Samuel West makes a personable Bertie, but one lacking the character or resolve we might recognize from The King’s Speech – he stands almost in awe of elder statesman FDR and it’s up to the kindly politician to set him on the track to become the man of history the time’s demand. Olivia Colman brings a sense of incredulity and exasperation as the great British matriarch who finds herself out of her depth amidst the ranks of forthright Yanks (personally I prefer her performance to that of Helena Bonham Carter in the same role, though it’s unlikely to receive the same attention, coming as it does in the weaker film). The steely Eleanor (Olivia Williams) helps keep the house in order, still close to FDR despite their estrangement, and the cast as a whole does solid work. At this point in the proceedings, Hyde Park on Hudson is a two and a half star film: superficially charming and well written, but with not much by the way of depth.

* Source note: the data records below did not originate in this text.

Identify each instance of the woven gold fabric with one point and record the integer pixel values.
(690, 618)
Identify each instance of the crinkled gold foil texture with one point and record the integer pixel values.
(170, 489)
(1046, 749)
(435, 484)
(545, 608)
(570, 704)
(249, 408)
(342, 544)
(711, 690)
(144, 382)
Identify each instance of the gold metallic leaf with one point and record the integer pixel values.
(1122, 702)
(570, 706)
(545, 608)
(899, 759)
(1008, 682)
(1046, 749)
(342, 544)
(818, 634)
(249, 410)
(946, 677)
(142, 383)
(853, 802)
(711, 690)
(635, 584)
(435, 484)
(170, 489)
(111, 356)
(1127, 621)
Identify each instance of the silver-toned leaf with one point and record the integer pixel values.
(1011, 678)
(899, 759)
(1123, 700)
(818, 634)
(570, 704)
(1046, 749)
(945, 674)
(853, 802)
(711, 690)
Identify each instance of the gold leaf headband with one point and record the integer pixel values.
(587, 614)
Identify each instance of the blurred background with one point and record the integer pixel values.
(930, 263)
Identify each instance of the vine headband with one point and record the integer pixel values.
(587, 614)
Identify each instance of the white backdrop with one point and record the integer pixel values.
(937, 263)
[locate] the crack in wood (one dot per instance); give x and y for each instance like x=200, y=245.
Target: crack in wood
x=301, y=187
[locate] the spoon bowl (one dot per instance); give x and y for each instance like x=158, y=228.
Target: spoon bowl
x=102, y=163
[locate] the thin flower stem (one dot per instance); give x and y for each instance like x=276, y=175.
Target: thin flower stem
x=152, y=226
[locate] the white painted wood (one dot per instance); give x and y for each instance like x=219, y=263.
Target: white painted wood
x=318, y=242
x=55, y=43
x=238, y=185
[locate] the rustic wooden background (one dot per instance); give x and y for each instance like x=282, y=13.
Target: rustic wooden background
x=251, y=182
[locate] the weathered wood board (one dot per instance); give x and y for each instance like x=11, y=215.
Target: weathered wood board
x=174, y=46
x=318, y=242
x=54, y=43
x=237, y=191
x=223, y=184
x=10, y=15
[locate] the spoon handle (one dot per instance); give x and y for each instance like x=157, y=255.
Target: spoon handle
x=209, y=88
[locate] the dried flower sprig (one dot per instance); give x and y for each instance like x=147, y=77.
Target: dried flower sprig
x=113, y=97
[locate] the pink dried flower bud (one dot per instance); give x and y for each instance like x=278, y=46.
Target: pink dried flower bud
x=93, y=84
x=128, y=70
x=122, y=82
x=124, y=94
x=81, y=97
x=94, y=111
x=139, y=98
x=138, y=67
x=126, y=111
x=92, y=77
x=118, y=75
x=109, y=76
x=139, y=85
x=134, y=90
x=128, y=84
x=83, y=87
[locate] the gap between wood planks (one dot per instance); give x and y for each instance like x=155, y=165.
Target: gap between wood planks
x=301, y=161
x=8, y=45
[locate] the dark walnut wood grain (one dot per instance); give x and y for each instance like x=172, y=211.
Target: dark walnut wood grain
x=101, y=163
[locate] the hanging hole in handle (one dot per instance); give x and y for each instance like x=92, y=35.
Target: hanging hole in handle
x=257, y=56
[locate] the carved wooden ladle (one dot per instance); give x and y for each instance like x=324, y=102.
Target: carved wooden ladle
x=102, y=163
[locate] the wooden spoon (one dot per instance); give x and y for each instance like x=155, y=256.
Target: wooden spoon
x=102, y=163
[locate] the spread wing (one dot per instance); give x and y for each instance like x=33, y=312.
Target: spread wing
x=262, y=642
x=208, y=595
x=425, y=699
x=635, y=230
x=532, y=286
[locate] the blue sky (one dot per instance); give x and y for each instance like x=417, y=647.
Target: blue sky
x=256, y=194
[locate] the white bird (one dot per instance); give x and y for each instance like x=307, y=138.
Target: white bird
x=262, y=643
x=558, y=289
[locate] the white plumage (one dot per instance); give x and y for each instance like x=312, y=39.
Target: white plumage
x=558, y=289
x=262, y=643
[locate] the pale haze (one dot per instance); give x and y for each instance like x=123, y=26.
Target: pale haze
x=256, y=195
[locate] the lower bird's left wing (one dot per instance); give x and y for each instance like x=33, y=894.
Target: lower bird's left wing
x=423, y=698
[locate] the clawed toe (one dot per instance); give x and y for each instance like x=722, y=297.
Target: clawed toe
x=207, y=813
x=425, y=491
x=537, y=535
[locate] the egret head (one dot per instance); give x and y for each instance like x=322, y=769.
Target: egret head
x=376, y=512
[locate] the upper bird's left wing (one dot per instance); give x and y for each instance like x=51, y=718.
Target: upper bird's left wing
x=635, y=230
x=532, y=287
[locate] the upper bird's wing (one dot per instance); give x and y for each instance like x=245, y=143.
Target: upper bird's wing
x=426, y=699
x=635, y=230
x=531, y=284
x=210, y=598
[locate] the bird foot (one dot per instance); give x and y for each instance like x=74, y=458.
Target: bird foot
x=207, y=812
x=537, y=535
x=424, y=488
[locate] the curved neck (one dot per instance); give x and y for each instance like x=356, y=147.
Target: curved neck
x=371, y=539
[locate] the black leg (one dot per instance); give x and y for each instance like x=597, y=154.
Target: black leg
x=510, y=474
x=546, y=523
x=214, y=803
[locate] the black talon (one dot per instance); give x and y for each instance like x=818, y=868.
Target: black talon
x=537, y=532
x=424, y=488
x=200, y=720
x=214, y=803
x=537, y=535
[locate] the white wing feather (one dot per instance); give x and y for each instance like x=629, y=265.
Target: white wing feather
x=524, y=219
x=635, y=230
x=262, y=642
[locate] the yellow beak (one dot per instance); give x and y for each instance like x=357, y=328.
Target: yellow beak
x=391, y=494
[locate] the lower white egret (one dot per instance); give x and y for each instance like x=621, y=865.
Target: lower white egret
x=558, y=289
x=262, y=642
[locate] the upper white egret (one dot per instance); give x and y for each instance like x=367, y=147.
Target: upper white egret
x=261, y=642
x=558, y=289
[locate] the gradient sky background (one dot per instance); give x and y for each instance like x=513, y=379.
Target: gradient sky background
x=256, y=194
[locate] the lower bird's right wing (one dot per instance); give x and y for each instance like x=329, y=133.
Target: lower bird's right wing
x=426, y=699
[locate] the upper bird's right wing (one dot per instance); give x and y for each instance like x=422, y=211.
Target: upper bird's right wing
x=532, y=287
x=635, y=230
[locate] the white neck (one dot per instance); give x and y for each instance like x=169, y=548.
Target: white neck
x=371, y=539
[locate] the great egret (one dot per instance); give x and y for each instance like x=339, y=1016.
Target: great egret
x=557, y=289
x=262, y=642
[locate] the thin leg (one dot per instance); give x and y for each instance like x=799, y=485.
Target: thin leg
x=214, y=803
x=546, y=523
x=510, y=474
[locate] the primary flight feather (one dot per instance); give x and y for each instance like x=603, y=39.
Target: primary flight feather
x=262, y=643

Then comes a bizarre tonal shift that throws everything that has come before and everything that follows it into a far more sinister light. Spoilers are unavoidable here in detailing this (mostly) untelegraphed change of gears. Suckley, in herself a bland and not particularly interesting individual, has become FDR’s mistress – we are privy to posterity’s most genteel handjob, performed in the front seats of FDR’s specially modified town car in the middle of the field of flowers. 

It’s not until Suckley plays a late night visit to FDR’s woodland cottage, his home away from home, that things get really weird. A glimpse of white flesh in the windows behind Suckley as she sits smoking on the porch – a ghostly figure straight out of a horror movie – and we are thrown into a world of sexual intrigue. FDR as it transpires, far from a more looking for intimacy and affection, is a serial adulterer and perennial horndog, using the Secret Service to schedule his dalliances. Suddenly the whole thing about hotdogs is cast in a far more Freudian (and, indeed, far more interesting) light with the consummation of their national interest.


FDR suddenly becomes, in the parlance of the times, a cad – in somewhat franker terms, a manipulative bastard. Suckley’s naiveté, previously somewhat dull, now becomes a point of interest, her having led down the garden path by a man whom she admired and trusted. As a result, Hyde Park on Hudson has a truncated feel to it: a mishmash of two incompatible modes – semi farce and psychological portrait.  Though this is by far the most interesting element of the narrative it never feels like it’s been concretely established, and, indeed, the film quickly tries to brush over the moral implications of it. Suckley’s final line of narration is that FDR was her secret, rather than her being his – an attempt to reclaim their affair as a liberating incident. Considering the context in which this declaration is set, it’s less than convincing. 

It’s sad given the potential: the first reigning British monarch to make an appearance in The States during the time on their reign, chief of the colonialists visiting their former colony in his time of need. As it stands, were someone to ask, “You know that time when George VI and the Queen Mother visited FDR in Hyde Park, New York”, I’d have to respond, “Not in any meaningful way..."

Verdict: Choosing the present the 32nd President of the United States of a soft-spoken, beguiling letch may have certainly be a novel approach to the man who saw America out of the Great Depression, but even visiting royalty and the encroaching threat of World War can’t do much to liven up proceedings. All fuss, no muss – Hyde Park on Hudson can never quite decide what it wants to be and so ends up being nothing much.